Trenches are clearly shown as zig-zagging dark lines where they are in deep shadow, while the bare earth or sandbags forming parapet and parados, reflecting more light, show up as a pale tone or even as white. Great breastworks, built up above ground level to keep the floor of the trench above the water table, are thrown into relief by raking light and their massive dimensions made apparent (6-8 feet high, parapet some 20 feet thick, parados less thick. A thin line indicates an elbow rest, a broader line the firestep, of a fire-trench. Support and reserve trenches, splinter-proof dugouts, mortar positions and latrines can also be made out, though the last three are difficult to interpret. Machine gun positions, low in the German parapet, can be identified by the thin dark slit of their firing aperture at the foot of the parapet, by a V-shaped depression in the parapet, and by their tactically-sited position to obtain the best, usually oblique or enfilade, field of fire. Typically they were sited to fire along no man’s land, particularly where small salients or re-entrants made this possible. Where the front lines changed direction, or formed a distinct bend or dog’s leg, the machine guns were again sited to take advantage of the possibilities of enfilade fire. Barbed wire obstacles and entanglements show as dark bands in front of the fire-trenches.
Farm building and houses are easy to identify by their shape and context. Roofs catch the light. If the roofs have disappeared, the internal wall structure shows them subdivided into rectangular cells. Moated farms (hence the German name for Factory Farm: Wasser-Gut) show up clearly as a building or cluster of buildings inside a circular or rectangular water feature. Depending on the angle of light, the water in moat, pond or shell-hole can appear dark or light. After much rain, water-filled depressions can appear darker than the surrounding ground. When the snow is on the ground, the features show up black against the white ground; much more can be seen on snow photos, particularly occupied shell-holes, tracks, blast-marks, wire.
NB:
Dynamic interpretation is vital; a sequencve of images of the same site over time.

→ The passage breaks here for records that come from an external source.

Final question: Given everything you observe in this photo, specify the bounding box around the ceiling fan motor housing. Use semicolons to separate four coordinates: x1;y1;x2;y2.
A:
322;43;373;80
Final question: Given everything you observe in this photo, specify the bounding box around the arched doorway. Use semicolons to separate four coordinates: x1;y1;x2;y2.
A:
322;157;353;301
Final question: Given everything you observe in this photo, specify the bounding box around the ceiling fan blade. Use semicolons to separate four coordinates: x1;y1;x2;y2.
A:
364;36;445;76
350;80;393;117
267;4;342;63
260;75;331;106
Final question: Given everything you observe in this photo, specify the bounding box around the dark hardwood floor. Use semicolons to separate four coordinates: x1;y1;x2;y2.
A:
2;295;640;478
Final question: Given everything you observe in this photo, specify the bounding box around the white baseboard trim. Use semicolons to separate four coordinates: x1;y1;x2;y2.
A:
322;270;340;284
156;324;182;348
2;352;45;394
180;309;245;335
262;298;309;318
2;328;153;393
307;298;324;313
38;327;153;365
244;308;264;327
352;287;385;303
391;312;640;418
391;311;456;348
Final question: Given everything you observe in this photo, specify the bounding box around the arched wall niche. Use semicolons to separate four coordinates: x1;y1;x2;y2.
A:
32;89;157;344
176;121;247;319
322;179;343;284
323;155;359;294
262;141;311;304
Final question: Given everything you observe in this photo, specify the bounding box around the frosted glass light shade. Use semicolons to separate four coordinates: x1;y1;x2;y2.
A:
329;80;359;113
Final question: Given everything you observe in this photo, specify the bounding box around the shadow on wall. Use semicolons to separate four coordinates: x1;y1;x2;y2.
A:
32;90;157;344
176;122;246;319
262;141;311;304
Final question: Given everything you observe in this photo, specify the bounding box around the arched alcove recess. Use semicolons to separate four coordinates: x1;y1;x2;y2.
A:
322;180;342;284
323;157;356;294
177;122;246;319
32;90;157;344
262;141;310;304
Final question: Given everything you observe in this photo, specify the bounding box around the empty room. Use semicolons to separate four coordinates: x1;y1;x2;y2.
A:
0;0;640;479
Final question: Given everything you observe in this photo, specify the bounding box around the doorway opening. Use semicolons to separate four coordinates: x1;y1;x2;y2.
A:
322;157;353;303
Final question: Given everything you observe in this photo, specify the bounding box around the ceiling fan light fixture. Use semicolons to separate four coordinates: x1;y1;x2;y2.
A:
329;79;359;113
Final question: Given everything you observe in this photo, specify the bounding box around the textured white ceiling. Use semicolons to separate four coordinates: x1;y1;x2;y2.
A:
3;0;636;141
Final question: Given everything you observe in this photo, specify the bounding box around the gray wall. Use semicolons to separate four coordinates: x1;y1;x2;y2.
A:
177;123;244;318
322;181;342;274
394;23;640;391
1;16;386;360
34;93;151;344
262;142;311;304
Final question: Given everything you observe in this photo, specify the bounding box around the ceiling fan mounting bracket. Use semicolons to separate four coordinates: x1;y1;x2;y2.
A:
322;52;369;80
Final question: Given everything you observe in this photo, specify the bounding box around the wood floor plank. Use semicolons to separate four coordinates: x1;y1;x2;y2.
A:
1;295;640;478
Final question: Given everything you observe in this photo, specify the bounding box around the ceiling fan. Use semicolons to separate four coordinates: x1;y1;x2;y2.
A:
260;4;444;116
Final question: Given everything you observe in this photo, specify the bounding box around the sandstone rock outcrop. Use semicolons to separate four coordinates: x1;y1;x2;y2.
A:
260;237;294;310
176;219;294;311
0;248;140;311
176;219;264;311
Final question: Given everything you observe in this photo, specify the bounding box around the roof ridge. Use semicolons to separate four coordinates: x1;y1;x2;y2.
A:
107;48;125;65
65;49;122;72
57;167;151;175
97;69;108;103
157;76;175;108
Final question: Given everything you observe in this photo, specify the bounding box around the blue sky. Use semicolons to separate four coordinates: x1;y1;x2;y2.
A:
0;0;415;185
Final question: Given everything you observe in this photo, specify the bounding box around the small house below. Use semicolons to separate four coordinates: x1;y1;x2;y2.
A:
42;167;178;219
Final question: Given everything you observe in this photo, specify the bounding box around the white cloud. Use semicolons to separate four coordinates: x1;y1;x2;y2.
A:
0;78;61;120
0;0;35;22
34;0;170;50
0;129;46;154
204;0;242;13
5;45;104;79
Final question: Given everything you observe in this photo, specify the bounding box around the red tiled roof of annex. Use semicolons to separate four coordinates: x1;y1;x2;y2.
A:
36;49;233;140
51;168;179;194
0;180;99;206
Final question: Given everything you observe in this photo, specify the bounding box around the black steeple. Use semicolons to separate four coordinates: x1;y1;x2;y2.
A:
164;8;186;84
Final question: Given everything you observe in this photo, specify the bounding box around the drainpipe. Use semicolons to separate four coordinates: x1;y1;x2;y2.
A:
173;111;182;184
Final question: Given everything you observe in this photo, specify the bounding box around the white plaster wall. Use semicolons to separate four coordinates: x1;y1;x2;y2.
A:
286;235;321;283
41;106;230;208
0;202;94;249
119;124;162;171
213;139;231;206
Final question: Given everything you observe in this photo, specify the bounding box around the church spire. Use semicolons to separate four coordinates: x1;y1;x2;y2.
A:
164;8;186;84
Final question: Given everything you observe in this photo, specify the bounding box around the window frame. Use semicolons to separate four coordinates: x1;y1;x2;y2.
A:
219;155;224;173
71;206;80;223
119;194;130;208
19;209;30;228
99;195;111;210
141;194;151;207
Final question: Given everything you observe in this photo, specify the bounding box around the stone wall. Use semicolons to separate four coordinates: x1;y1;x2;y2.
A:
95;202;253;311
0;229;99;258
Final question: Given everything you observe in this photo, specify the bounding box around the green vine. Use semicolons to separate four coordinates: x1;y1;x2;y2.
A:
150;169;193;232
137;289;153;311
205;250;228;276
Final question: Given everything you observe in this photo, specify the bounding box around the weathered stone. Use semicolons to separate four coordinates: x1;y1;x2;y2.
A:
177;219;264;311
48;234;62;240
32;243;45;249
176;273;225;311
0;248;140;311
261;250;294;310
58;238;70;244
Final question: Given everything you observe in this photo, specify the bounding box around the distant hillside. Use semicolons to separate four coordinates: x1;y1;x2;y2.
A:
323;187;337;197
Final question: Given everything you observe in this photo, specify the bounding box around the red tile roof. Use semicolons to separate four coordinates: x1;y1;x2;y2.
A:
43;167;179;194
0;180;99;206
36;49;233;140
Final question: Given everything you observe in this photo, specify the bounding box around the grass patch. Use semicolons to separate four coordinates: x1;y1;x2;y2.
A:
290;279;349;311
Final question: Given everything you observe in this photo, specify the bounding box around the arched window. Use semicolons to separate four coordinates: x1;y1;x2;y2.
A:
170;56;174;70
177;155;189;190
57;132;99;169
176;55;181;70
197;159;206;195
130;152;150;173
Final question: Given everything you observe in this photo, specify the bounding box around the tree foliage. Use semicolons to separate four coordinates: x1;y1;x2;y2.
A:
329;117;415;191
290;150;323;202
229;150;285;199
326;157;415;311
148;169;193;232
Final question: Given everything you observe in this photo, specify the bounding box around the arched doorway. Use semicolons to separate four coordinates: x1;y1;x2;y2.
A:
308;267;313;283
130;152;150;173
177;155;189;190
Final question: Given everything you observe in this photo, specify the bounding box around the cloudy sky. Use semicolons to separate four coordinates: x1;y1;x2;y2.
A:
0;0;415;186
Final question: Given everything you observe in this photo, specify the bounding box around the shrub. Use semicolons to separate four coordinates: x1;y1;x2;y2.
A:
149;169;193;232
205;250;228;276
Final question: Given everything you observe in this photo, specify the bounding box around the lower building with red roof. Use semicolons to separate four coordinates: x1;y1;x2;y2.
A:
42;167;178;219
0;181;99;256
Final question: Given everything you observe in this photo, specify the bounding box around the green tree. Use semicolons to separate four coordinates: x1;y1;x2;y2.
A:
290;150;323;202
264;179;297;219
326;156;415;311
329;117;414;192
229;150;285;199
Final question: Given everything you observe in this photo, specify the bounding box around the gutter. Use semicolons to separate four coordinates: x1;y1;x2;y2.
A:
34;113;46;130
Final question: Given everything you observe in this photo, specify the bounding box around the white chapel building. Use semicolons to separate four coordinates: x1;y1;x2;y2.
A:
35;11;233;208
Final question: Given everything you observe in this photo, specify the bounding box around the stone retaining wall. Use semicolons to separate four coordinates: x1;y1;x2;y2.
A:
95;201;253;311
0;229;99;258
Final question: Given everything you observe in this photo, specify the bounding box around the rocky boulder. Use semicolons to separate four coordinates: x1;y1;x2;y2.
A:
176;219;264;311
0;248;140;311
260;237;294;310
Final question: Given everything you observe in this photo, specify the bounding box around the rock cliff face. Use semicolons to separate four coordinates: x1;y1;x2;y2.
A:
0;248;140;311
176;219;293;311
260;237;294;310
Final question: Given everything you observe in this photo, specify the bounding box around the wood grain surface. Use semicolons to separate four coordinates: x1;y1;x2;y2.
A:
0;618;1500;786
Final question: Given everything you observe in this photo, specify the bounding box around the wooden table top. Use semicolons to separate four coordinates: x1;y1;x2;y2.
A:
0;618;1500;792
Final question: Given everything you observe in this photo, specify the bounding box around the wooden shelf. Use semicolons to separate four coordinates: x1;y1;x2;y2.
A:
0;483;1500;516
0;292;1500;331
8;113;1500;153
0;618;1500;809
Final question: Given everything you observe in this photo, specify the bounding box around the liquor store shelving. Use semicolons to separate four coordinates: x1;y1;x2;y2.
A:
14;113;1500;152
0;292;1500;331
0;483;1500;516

Inter-relationship of sources and images.
The air photo and terrestrial panorama photo inform the reading of the map.
The map informs the reading of the photos.
The reading of the landscape on the ground informs the reading of the map and the photos.
The map and photos inform the reading of the landscape on the ground
Everything informs everything else; symbiosis and serendipity.
Monday, 21 July 2008
New Project; Landscape, Aerial Photography and Mapping 1914-1918
One of my landscape projects at present is working on the relationship between landscape, aerial photography and mapping in the First World War, and will be posting some of the results on this blog. My earlier books (Topography of Armageddon, Artillery's Astrologers, Rats Alley) have looked at this relationship, but my new study is taking a deeper look at aspects such as phenomenology and photogrammetry.